You are viewing a plain text version of this content. The canonical link for it is here.
Posted to issues@drill.apache.org by "ASF GitHub Bot (JIRA)" <ji...@apache.org> on 2016/10/13 22:33:20 UTC
[jira] [Commented] (DRILL-4826) Query against
INFORMATION_SCHEMA.TABLES degrades as the number of views increases
[ https://issues.apache.org/jira/browse/DRILL-4826?page=com.atlassian.jira.plugin.system.issuetabpanels:comment-tabpanel&focusedCommentId=15573419#comment-15573419 ]
ASF GitHub Bot commented on DRILL-4826:
---------------------------------------
Github user ppadma commented on a diff in the pull request:
https://github.com/apache/drill/pull/592#discussion_r83323951
--- Diff: exec/java-exec/src/main/java/org/apache/drill/exec/store/AbstractSchema.java ---
@@ -231,4 +231,21 @@ public void dropTable(String tableName) {
}
return tables;
}
-}
\ No newline at end of file
+
+ public List<Pair<String, Schema.TableType>> getTableNamesAndTypes(boolean bulkLoad, int bulkSize) {
+ final List<String> tableNames = Lists.newArrayList(getTableNames());
+ final List<Pair<String, Schema.TableType>> tableNamesAndTypes = Lists.newArrayList();
+ final List<Pair<String, ? extends Table>> tables;
+ if (bulkLoad) {
+ tables = getTablesByNamesByBulkLoad(tableNames, bulkSize);
--- End diff --
why do we even have this option to do bulkLoad or not ? why not just do bulkLoad always ?

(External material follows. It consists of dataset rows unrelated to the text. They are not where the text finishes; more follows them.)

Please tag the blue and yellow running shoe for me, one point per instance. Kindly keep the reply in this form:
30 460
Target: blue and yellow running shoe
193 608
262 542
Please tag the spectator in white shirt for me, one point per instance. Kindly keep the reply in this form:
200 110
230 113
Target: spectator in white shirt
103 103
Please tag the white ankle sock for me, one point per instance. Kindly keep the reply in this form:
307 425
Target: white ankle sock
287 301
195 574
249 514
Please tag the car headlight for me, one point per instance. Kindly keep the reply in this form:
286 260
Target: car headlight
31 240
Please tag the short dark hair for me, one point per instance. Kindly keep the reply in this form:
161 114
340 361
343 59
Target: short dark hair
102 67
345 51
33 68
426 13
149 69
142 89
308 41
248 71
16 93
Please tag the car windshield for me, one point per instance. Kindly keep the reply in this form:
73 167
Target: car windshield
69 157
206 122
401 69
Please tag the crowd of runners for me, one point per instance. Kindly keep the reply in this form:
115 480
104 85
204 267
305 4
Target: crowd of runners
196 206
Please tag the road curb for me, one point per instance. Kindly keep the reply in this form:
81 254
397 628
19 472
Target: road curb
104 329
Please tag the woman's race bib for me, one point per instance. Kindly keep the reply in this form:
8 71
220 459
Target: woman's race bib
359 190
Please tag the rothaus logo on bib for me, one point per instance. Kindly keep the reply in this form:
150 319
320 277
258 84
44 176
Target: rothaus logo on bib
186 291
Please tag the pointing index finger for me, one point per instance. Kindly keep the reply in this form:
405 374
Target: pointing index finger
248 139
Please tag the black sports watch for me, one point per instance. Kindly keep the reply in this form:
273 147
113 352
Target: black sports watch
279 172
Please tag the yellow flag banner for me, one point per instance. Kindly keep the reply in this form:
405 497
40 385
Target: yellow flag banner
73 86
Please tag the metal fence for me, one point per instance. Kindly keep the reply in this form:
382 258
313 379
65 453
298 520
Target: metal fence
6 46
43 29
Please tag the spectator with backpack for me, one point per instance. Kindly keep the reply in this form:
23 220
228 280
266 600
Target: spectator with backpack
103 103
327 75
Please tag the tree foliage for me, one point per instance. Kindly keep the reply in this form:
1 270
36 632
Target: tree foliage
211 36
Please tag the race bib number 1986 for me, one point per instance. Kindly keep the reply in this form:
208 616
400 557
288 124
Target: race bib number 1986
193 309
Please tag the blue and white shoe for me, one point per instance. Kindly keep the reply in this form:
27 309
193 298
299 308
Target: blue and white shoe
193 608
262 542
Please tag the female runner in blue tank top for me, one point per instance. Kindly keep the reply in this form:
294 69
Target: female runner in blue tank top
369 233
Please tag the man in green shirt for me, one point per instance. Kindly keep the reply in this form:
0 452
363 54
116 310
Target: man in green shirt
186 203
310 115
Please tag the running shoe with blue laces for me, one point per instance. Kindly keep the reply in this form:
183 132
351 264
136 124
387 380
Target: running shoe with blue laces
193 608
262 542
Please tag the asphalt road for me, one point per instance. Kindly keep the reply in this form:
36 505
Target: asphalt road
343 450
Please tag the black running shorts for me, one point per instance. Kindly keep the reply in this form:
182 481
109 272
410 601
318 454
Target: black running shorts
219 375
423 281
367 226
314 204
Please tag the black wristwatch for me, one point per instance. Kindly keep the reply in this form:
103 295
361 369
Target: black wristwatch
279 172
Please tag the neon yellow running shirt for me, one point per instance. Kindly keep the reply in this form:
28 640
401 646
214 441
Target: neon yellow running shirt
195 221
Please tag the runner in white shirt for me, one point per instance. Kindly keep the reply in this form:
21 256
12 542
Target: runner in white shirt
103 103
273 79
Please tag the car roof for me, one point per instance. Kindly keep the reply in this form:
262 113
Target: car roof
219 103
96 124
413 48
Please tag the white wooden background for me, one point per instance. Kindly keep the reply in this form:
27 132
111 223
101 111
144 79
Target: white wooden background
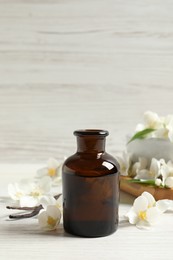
69 64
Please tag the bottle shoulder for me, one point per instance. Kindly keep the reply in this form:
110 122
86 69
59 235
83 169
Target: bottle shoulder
91 165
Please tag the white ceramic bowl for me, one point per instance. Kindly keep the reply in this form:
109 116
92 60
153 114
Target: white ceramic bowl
151 148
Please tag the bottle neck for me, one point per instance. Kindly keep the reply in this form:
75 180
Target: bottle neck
91 144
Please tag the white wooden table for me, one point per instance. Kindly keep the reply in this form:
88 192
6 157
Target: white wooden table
69 64
22 239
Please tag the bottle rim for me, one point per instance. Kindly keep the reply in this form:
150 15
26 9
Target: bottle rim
84 132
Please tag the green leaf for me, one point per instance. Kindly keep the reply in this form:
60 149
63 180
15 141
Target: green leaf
141 134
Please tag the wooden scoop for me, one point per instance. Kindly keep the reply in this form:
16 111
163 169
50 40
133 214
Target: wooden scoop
137 189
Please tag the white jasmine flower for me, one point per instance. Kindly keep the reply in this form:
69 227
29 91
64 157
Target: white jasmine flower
35 192
144 211
53 170
158 182
28 193
49 218
169 182
124 163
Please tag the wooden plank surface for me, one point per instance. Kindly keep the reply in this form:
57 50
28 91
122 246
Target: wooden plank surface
80 64
69 64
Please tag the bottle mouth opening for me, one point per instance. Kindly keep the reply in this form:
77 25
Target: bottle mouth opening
84 132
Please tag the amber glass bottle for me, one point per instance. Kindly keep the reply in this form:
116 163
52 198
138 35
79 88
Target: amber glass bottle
90 187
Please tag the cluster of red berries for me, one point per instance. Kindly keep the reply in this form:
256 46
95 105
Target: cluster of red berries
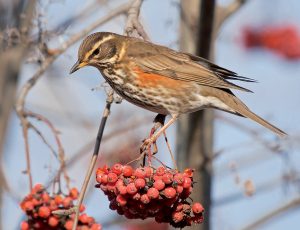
38 206
147 192
283 40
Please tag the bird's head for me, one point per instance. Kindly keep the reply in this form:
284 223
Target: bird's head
98 50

> Query against INFORMATION_SCHEMA.TABLES degrades as the number of views increases
> ---------------------------------------------------------------------------------
>
> Key: DRILL-4826
> URL: https://issues.apache.org/jira/browse/DRILL-4826
> Project: Apache Drill
> Issue Type: Bug
> Reporter: Parth Chandra
> Assignee: Padma Penumarthy
>
> Queries against INFORMATION_SCHEMA.TABLES and INFORMATION_SCHEMA.VIEWS slow down as the number of views increases.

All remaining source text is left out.